I’ve handled some real Eames Lounge Chair (Herman Miller) and they are “molded plywood/bent wood” construction out of 5 piece lam. (not sure when exactly the date where it transitioned to 3 plywood; modern version) in NYC- the earlier ones and before the pre-ban date in the beginning of 1990 were out of Brazilian rosewood (dalbergia nigra) veneer. After that embargo date they were available in palisander rosewood (Madagascar- very confusing because the word “palisander” is oftenly mistakenly used as a term towards Brazilian rosewood as well. If you had both species side by side, you can easily see why that can happen). There is confusion of the word Jacaranda rosewood as well that interchangeable used with Palisander. This is prevalent actually on Lafer made furniture from Brazil. The standard wood and glass furniture made by Lafer oftently is mistaken to be Brazilian rosewood- it is not and it is out of Pau ferro/Morado rosewood; the Brazilian version is called ironwood. The Eames Lounge Chair with the ottoman were mostly available in walnut. Vitra a Europe outfitter is the only one truly making it to vintage specifications. Nowadays, there are “knock offs” of this particular chair and this scenario is common on mid century era furniture.


----------



## Arn213 (May 2, 2018)

The really strange part to me on your photo is the headrest molded panel seems to be out of walnut veneer (it is 2 tone as it goes to brown into medium orange) and right below it is the back molded panel support appears to be cherry (mono tone; medium orange) that has been tinted to match the tonality of the headrest.
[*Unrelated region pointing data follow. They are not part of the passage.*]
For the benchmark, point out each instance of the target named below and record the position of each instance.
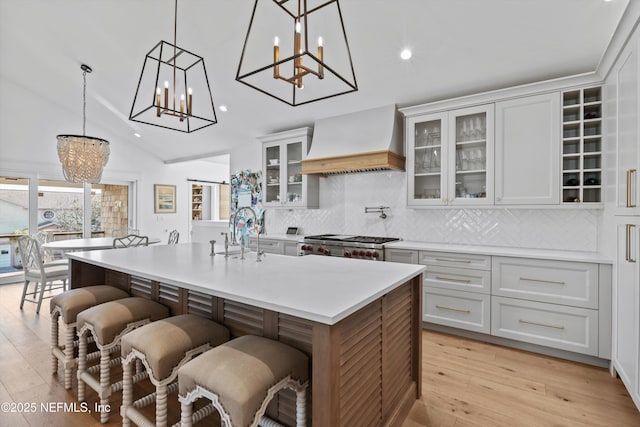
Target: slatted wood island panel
(365, 352)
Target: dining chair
(130, 240)
(122, 232)
(43, 275)
(47, 256)
(173, 237)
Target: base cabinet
(626, 306)
(563, 305)
(465, 310)
(553, 325)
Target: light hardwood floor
(465, 383)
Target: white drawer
(464, 310)
(558, 282)
(461, 279)
(452, 259)
(401, 255)
(552, 325)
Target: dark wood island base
(365, 369)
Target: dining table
(90, 244)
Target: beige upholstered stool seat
(241, 376)
(66, 306)
(109, 320)
(163, 347)
(107, 323)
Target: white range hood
(369, 140)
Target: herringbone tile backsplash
(344, 197)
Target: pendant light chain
(84, 102)
(175, 32)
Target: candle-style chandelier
(83, 157)
(310, 58)
(180, 102)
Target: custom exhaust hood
(369, 140)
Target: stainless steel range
(348, 246)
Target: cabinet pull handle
(628, 248)
(459, 310)
(553, 282)
(453, 279)
(546, 325)
(466, 261)
(630, 172)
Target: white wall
(28, 128)
(344, 197)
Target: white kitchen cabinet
(626, 306)
(463, 310)
(283, 184)
(582, 132)
(450, 157)
(627, 84)
(527, 150)
(559, 326)
(558, 282)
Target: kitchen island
(358, 321)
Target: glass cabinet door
(472, 137)
(294, 173)
(272, 176)
(427, 160)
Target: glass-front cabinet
(283, 182)
(450, 157)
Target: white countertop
(284, 237)
(559, 255)
(321, 289)
(92, 243)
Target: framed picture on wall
(164, 198)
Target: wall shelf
(582, 145)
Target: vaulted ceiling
(459, 47)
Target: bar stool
(163, 347)
(107, 323)
(240, 377)
(65, 307)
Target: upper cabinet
(450, 157)
(283, 184)
(628, 97)
(528, 150)
(582, 146)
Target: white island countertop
(559, 255)
(317, 288)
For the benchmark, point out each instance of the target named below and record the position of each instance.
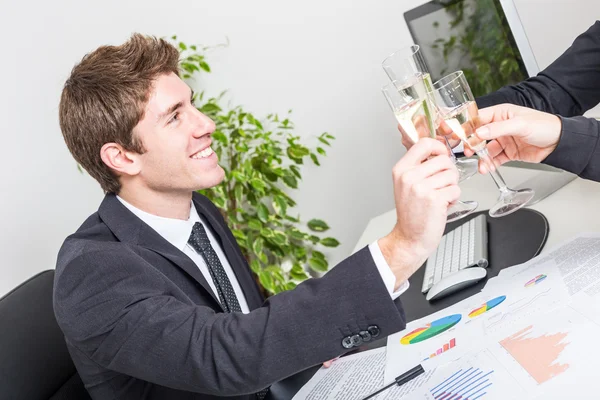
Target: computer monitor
(485, 39)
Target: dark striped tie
(200, 242)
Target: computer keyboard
(463, 247)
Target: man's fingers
(494, 130)
(443, 179)
(449, 194)
(429, 168)
(420, 152)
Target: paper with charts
(531, 333)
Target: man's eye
(174, 118)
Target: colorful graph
(537, 355)
(432, 329)
(487, 306)
(450, 345)
(536, 280)
(465, 384)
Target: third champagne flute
(456, 104)
(413, 111)
(407, 62)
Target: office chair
(34, 361)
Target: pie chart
(487, 306)
(430, 330)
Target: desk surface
(570, 210)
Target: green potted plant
(262, 159)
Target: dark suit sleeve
(123, 314)
(569, 86)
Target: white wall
(321, 58)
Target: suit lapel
(231, 249)
(128, 228)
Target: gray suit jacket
(141, 322)
(568, 87)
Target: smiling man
(152, 292)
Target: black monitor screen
(468, 35)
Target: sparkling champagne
(463, 122)
(416, 117)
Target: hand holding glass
(413, 110)
(456, 104)
(403, 65)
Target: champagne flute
(413, 110)
(456, 104)
(402, 65)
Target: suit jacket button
(366, 336)
(374, 330)
(347, 342)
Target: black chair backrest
(34, 361)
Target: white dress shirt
(177, 232)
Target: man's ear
(120, 160)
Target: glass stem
(493, 170)
(452, 155)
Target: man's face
(176, 137)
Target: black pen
(401, 380)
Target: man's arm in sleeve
(121, 314)
(578, 151)
(568, 87)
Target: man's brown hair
(104, 99)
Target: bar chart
(447, 346)
(465, 384)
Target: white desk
(572, 209)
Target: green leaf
(266, 280)
(204, 66)
(296, 171)
(240, 177)
(298, 273)
(330, 242)
(291, 181)
(238, 193)
(300, 253)
(219, 202)
(279, 205)
(239, 235)
(258, 184)
(317, 264)
(254, 224)
(315, 159)
(220, 137)
(263, 213)
(257, 246)
(255, 266)
(266, 232)
(280, 238)
(317, 225)
(314, 239)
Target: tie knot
(199, 239)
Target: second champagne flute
(413, 112)
(455, 102)
(407, 62)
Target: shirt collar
(175, 231)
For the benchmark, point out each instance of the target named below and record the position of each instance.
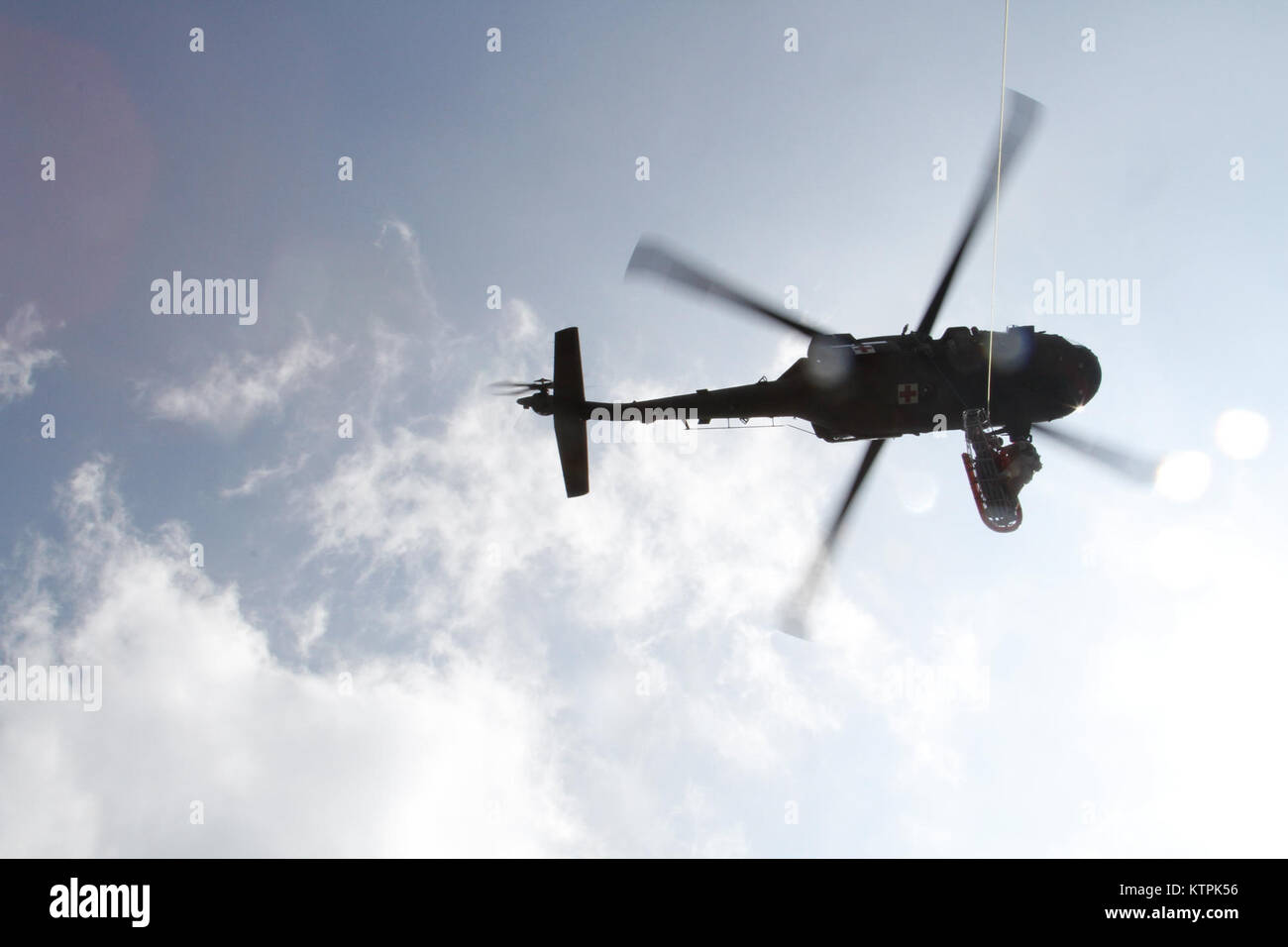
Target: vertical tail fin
(570, 394)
Can’t tell what the seat base veneer is though.

Does the leather have tufted buttons and how many ply is the lounge chair? The original ones the back reclined without the use of adjustment mechanism.


----------



## phinds (May 2, 2018)

Arn213 said:


> ... very confusing because the word “palisander” is oftenly mistakenly used as a term towards Brazilian rosewood as well.
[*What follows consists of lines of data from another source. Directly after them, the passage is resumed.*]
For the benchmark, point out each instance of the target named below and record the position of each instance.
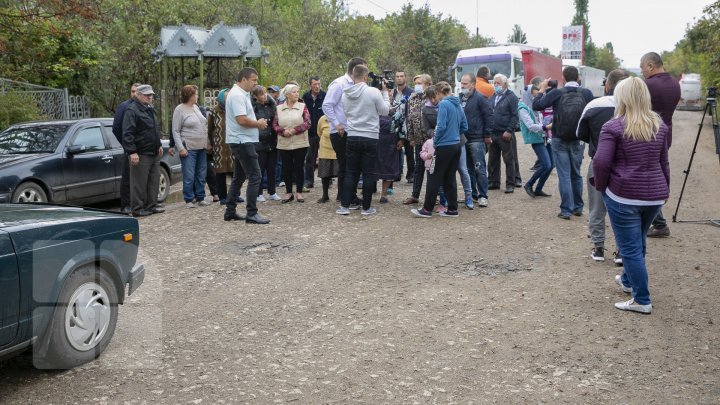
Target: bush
(16, 107)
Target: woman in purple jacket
(631, 169)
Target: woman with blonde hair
(291, 123)
(631, 169)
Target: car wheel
(83, 321)
(164, 187)
(29, 192)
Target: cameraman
(363, 105)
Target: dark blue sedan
(68, 161)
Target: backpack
(567, 114)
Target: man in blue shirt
(242, 133)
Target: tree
(517, 36)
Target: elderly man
(141, 141)
(664, 96)
(117, 131)
(503, 104)
(478, 115)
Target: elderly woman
(631, 169)
(291, 123)
(189, 128)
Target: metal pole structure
(201, 87)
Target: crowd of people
(361, 134)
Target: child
(426, 153)
(327, 163)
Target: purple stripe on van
(482, 59)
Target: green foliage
(17, 107)
(517, 36)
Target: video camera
(377, 80)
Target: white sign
(572, 45)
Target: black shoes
(257, 219)
(233, 217)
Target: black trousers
(244, 163)
(497, 148)
(293, 166)
(339, 144)
(310, 159)
(144, 183)
(410, 159)
(419, 172)
(361, 158)
(447, 159)
(267, 161)
(125, 184)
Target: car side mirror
(75, 149)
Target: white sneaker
(631, 305)
(618, 281)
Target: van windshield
(502, 66)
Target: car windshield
(32, 139)
(501, 66)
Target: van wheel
(83, 321)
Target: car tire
(29, 192)
(164, 186)
(83, 321)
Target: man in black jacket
(117, 131)
(504, 121)
(595, 115)
(478, 116)
(567, 149)
(313, 99)
(141, 141)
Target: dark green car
(63, 272)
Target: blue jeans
(464, 175)
(478, 174)
(630, 224)
(194, 167)
(568, 159)
(543, 172)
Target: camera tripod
(711, 109)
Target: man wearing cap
(141, 141)
(117, 131)
(242, 133)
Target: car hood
(9, 160)
(27, 214)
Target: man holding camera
(363, 105)
(333, 108)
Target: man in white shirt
(241, 133)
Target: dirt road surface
(501, 305)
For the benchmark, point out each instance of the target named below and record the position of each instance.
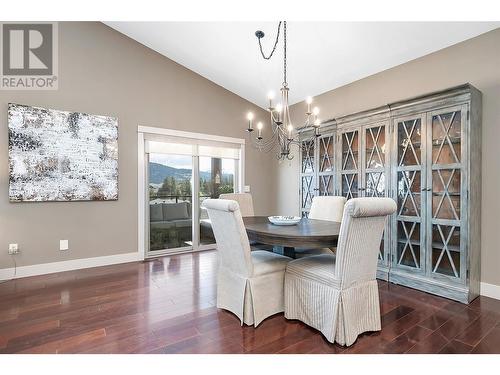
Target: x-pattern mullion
(349, 184)
(446, 130)
(326, 157)
(408, 243)
(326, 183)
(375, 182)
(446, 194)
(308, 159)
(375, 146)
(307, 197)
(410, 143)
(349, 149)
(408, 193)
(445, 249)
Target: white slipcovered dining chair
(338, 294)
(328, 208)
(244, 200)
(249, 284)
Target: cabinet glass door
(375, 170)
(445, 197)
(349, 169)
(307, 176)
(326, 168)
(410, 189)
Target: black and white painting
(61, 156)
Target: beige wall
(476, 61)
(103, 72)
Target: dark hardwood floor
(168, 306)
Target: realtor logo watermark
(29, 56)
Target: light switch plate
(13, 248)
(63, 245)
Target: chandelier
(282, 129)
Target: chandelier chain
(284, 52)
(274, 47)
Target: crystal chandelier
(282, 135)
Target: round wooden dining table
(308, 233)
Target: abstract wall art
(61, 156)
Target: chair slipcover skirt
(251, 299)
(340, 315)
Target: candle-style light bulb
(278, 110)
(250, 119)
(270, 97)
(308, 101)
(259, 128)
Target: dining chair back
(328, 208)
(249, 283)
(360, 235)
(338, 294)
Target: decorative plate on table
(284, 220)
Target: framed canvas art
(61, 156)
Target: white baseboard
(490, 290)
(487, 290)
(67, 265)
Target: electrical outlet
(13, 248)
(63, 245)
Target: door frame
(143, 207)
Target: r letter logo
(29, 56)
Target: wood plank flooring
(168, 306)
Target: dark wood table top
(307, 233)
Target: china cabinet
(425, 153)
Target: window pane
(170, 212)
(217, 176)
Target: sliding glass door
(170, 181)
(216, 176)
(179, 177)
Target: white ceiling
(321, 55)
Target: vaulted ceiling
(321, 55)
That's hardly even the beginning of it. There are at least 7 Dalbergias that use that name, along with 4 other species, each from different genera


----------



## phinds (May 2, 2018)

@Jacob Abel I changed the title of this thread to remove the word "grain" since you clearly are not asking what kind of grain the wood has but rather what the wood IS.


----------



## Mr. Peet (May 3, 2018)

I'm going with the common "birch" molded plywood with cherry stained base coat and walnut stained finish coat heat treated and buffed with "Butcher's wax" or equivalent paste....


----------